週報(6/27〜7/1)2016年07月05日 10時00分

990ドル近辺でスタートした先週のプラチナ相場は、金相場と同様に前週末の英国のEU離脱問題を背景とした急伸に対する利益確定売りから970ドル近辺まで値を下げるも、欧米株式市場の上昇が下支え材料となったことで売り買いが交錯し980ドルをはさむ展開で推移しました。その後、原油相場の上昇や欧州及び世界経済悪化への懸念による米国の追加利上げ観測の後退やイングランド中央銀行(BOE)総裁が追加緩和を示唆する発言を行ったこと等を背景に1020ドル近辺まで上昇すると週末にかけても金相場の上昇や米株式市場の連日の上昇につられ1060ドル近辺にて越週しました。

1330ドル近辺でスタートした先週の金相場は、前週末に行われた英国のEU離脱に関する国民投票で離脱派が勝利したことを背景とした欧州及び世界経済の悪化懸念の高まりによる急伸に対する利益確定の売りにより一時1300ドル近辺まで下落しました。

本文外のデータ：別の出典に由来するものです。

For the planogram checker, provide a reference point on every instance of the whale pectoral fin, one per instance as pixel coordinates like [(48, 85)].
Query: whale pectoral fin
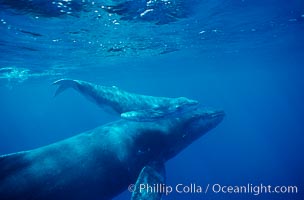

その後、押し目買いから1320ドル台中盤まで反発するも、リスク回避の流れが一服したことによる欧米株式市場での買戻しを背景に上値の重い展開となり、1310ドル近辺まで反落しました。週末にかけても英国のEU離脱に対しての過度な反応は収まりつつあるも、イングランド中央銀行(BOE)総裁が追加緩和を示唆する発言を行ったことや欧州中央銀行(ECB)でも追加緩和を検討しているとの一部報道を受けて1330ドル台後半まで上昇し越週しました。

17.70ドル台中盤でスタートした先週の銀相場は、英国のEU離脱によるリスク回避の買いと、利益確定の売りが交錯したことで17.50ドル近辺から18.00ドル近辺の狭いレンジで推移しました。その後金相場に対しての割安感から投機筋を中心に買い進まれ19.00ドル近辺まで続伸すると、週末にかけても金相場の上昇につられ19.60ドル近辺にて越週しました。

101.60円近辺でスタートした先週の為替相場は、英国のEU離脱の決定による英国及び世界経済の先行き不透明感を背景としたリスク回避の流れから一時101.50円近辺まで円高に推移するも、前週末の急激な円高に対する警戒感から102.50円近辺まで円安に推移しました。その後、英国のEU離脱問題を材料とした世界的な景気後退への懸念の高まりを背景に、米地区連銀総裁が今後の追加利上げに関して消極的な発言をしたことによる追加利上げ観測の後退から米株式市場が上昇した為に一時103.40円台後半まで推移しました。しかし、週末にかけて米国の30年債利回りがおよそ60年ぶりとなる水準まで下落したことを背景に102.50円台中盤まで円高に推移し越週しました。